Mom, Not Porn This Time.
Bernardo Bertolucci’s “The Dreamers”
I was one of the insatiables. The ones you’d always find sitting closest to the screen. Why do we sit so close? Maybe it was because we wanted to receive the images first. When they were still new, still fresh. Before they cleared the hurdles of the rows behind us. Before they’d been relayed back from row to row, spectator to spectator; until worn out, secondhand, the size of a postage stamp, it returned to the projectionist’s cabin. Maybe, too, the screen was really a screen. It screened us… from the world.
Wong Kar Wai’s “In the Mood For Love”
He remembers those vanished years.
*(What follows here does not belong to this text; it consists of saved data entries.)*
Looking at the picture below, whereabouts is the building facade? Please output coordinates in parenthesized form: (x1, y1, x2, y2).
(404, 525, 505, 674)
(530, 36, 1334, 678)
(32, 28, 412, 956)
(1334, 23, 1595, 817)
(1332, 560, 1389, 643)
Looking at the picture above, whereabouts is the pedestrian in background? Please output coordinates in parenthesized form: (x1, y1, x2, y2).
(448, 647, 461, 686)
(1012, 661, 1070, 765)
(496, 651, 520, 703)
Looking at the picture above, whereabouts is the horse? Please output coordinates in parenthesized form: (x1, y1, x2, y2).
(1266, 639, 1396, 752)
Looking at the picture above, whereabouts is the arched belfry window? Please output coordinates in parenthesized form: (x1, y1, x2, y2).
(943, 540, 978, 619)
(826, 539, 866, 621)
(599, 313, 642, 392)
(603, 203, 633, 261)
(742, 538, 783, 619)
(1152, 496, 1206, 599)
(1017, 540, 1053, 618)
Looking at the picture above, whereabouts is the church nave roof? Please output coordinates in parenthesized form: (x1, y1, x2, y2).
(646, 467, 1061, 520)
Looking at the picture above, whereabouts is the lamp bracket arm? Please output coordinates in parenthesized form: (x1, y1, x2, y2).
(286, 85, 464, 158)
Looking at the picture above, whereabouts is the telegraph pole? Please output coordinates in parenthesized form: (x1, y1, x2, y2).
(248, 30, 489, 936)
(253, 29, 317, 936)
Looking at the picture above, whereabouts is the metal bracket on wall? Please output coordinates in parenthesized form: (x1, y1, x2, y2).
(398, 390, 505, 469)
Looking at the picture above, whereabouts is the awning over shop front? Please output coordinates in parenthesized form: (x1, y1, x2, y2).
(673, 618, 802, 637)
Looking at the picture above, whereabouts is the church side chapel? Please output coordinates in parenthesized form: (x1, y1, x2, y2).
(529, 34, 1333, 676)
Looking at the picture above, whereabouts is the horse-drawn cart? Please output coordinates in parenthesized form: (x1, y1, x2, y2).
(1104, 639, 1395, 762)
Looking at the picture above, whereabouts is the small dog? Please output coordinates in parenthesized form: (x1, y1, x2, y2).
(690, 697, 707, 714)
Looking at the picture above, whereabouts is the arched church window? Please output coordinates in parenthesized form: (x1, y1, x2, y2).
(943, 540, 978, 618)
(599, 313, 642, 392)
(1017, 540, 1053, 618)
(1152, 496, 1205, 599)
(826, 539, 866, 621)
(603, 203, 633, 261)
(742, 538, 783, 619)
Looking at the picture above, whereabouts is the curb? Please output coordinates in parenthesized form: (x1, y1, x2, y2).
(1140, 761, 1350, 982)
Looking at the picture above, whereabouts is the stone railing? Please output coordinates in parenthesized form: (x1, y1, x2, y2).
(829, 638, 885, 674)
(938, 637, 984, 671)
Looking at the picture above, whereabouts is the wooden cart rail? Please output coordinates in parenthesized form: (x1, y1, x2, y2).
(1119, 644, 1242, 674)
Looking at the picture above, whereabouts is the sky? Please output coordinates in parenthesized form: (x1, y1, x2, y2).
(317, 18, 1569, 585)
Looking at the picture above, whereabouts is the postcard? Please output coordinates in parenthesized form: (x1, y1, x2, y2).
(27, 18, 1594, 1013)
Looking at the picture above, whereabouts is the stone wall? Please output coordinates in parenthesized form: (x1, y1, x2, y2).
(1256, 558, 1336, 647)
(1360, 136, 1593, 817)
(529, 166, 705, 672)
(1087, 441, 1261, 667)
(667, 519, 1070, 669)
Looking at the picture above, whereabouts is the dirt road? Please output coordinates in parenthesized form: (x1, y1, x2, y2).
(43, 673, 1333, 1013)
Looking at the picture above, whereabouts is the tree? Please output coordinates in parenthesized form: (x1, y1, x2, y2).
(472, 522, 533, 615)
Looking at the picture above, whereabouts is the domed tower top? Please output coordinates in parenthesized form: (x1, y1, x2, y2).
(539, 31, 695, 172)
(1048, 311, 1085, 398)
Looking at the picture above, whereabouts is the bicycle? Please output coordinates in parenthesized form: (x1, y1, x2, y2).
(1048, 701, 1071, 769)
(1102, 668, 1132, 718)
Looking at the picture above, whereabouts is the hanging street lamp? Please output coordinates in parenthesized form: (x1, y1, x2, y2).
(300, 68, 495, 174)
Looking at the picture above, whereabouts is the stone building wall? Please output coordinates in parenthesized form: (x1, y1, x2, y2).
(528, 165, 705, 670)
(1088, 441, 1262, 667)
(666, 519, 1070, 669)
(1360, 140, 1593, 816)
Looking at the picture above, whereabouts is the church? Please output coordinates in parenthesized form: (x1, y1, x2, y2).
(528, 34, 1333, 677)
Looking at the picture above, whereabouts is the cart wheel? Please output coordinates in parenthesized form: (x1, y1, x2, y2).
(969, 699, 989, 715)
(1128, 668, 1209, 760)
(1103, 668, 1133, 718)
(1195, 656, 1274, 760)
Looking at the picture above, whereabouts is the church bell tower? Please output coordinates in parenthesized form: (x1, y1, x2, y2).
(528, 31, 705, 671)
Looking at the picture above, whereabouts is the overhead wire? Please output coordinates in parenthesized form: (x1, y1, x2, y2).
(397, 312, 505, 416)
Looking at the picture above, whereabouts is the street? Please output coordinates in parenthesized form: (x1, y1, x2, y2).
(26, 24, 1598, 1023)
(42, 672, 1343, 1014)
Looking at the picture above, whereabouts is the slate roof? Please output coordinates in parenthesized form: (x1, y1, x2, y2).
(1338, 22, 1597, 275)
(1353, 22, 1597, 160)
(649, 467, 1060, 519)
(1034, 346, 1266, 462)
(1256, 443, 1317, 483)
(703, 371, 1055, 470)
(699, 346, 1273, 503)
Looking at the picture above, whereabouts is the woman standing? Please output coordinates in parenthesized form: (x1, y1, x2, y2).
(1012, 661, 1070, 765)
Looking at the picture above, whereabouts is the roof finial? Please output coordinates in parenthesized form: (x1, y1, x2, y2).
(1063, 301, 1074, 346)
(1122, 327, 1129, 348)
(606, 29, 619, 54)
As though looking throusth a dusty window pane, the past is something he could see, but not touch. And everything he sees is blurred and indistinct.
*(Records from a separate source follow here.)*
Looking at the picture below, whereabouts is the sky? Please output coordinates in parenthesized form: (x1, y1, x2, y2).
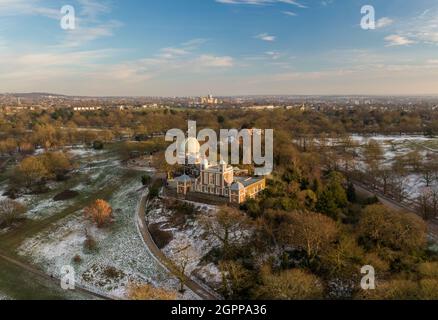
(1, 0, 438, 96)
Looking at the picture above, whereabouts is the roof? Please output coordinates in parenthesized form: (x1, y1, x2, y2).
(234, 176, 265, 188)
(231, 182, 245, 191)
(175, 174, 192, 183)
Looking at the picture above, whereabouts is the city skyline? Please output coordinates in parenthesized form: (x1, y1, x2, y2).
(1, 0, 438, 96)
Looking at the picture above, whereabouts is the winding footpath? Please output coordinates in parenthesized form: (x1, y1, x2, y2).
(135, 192, 220, 300)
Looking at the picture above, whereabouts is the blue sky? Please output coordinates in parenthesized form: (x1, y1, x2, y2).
(1, 0, 438, 96)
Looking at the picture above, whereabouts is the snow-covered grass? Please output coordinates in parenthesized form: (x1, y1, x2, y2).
(325, 135, 438, 201)
(13, 148, 123, 221)
(355, 136, 438, 200)
(147, 199, 223, 291)
(0, 292, 11, 300)
(0, 182, 8, 202)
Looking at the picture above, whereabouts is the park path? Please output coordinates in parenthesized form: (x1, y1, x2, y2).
(135, 192, 220, 300)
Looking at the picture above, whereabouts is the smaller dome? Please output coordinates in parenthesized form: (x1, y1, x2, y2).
(231, 182, 245, 191)
(201, 158, 209, 169)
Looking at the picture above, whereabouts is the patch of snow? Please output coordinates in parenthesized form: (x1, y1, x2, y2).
(147, 199, 223, 291)
(0, 293, 12, 300)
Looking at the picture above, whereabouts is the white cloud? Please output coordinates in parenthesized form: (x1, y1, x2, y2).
(265, 51, 281, 59)
(0, 0, 121, 47)
(282, 11, 297, 16)
(0, 38, 234, 92)
(0, 0, 59, 18)
(215, 0, 307, 9)
(385, 34, 415, 46)
(382, 9, 438, 46)
(376, 17, 394, 29)
(78, 0, 110, 20)
(255, 33, 276, 41)
(61, 20, 122, 47)
(195, 55, 234, 68)
(321, 0, 334, 6)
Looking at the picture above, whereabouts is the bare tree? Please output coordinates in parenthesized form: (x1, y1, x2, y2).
(418, 188, 438, 221)
(201, 206, 251, 259)
(0, 199, 26, 227)
(172, 244, 194, 293)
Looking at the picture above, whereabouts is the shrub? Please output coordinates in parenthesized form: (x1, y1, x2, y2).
(93, 141, 104, 150)
(0, 199, 26, 227)
(254, 267, 324, 300)
(83, 232, 98, 253)
(128, 283, 177, 300)
(84, 199, 113, 228)
(72, 254, 82, 264)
Gregg Araki’s “Mysterious Skin”
And as we sat there listening to the carolers, I wanted to tell Brian it was over now and everything would be okay. But that was a lie, plus, I couldn’t speak anyway. I wish there was some way for us to go back and undo the past. But there wasn’t. There was nothing we could do. So I just stayed silent and trying to telepathically communicate how sorry I was about what had happened. And I thought of all the grief and sadness and fucked up suffering in the world, and it made me want to escape. I wished with all my heart that we could just leave this world behind. Rise like two angels in the night and magically… disappear.